This assignment makes use of data from a personal activity monitoring device. This device collects data at 5 minute intervals through out the day. The data consists of two months of data from an anonymous individual collected during the months of October and November, 2012 and include the number of steps taken in 5 minute intervals each day. The data for this assignment can be downloaded from the course web site.

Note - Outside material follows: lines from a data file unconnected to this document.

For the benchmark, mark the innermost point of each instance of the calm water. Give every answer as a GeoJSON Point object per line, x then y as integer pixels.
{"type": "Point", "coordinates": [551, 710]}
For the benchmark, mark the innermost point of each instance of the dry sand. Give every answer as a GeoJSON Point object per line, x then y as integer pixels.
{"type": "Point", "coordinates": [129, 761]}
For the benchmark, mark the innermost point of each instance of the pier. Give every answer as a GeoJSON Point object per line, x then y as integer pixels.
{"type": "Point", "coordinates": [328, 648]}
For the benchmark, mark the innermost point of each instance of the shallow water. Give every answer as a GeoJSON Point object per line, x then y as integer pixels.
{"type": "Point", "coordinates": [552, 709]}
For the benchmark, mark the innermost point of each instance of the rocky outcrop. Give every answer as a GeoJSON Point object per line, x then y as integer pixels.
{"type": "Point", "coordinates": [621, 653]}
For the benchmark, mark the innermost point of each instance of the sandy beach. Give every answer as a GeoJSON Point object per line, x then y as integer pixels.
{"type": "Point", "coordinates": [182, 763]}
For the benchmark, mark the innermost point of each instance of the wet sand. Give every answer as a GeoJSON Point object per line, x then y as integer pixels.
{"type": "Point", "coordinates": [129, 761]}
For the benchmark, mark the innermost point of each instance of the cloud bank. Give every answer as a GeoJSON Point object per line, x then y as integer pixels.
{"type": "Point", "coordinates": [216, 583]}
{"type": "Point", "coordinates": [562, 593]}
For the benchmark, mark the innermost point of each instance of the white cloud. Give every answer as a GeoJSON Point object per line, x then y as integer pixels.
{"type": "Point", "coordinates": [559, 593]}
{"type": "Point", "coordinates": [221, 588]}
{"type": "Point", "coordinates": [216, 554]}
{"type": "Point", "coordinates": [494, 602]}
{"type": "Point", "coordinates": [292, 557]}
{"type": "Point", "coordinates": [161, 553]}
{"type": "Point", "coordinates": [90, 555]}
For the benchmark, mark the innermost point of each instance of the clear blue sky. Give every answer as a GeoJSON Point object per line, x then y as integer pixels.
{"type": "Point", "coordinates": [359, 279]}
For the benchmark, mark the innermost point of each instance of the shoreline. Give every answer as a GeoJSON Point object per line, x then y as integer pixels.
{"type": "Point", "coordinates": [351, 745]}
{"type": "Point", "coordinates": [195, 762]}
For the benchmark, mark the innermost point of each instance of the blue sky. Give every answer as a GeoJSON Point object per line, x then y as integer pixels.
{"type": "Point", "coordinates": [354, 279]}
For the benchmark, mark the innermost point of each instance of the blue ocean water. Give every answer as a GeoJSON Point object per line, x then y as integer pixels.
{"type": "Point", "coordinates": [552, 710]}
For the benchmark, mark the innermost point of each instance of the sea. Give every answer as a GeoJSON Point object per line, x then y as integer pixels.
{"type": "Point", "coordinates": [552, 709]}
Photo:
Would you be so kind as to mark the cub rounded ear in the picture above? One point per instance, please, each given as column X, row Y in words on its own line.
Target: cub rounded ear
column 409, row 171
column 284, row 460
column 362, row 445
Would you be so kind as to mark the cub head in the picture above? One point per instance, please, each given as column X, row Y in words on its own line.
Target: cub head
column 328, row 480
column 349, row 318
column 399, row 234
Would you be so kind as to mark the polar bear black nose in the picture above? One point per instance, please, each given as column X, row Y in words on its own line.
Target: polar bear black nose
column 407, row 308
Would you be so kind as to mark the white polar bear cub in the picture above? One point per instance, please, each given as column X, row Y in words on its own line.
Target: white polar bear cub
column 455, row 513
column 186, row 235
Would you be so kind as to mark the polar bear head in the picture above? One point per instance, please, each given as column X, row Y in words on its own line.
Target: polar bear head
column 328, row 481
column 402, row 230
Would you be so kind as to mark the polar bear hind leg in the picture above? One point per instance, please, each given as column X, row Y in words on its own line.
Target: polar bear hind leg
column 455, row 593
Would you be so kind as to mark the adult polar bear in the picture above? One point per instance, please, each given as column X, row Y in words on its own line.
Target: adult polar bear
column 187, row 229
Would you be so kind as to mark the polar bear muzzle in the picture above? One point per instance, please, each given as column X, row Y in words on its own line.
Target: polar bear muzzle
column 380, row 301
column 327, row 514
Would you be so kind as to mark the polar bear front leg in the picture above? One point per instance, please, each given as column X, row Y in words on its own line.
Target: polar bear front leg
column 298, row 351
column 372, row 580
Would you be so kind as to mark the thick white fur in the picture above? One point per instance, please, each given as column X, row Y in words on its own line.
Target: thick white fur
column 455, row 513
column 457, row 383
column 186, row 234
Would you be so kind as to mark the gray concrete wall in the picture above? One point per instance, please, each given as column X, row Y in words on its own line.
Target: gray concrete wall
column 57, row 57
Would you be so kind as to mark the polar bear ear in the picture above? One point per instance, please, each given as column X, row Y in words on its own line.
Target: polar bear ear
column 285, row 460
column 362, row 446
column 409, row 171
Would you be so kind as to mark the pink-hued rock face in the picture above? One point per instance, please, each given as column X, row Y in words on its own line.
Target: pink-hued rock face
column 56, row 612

The analysis steps and answers of individual questions in this assignment are mentioned separately.
data <- read.csv("./activity.csv")
dataclean <- data[-which(is.na(data)),]
For this part of the assignment, you can ignore the missing values in the dataset. * Step 1: Make a histogram of the total number of steps taken each day
totalsteps <- aggregate(steps~date, data=dataclean, sum)
hist(totalsteps$steps, xlab="Total Steps", main="Total Steps taken per day")
mean(totalsteps$steps)
## [1] 10766.19
median(totalsteps$steps)
## [1] 10765
averagestepsperday <- aggregate(steps~interval, data=dataclean, mean)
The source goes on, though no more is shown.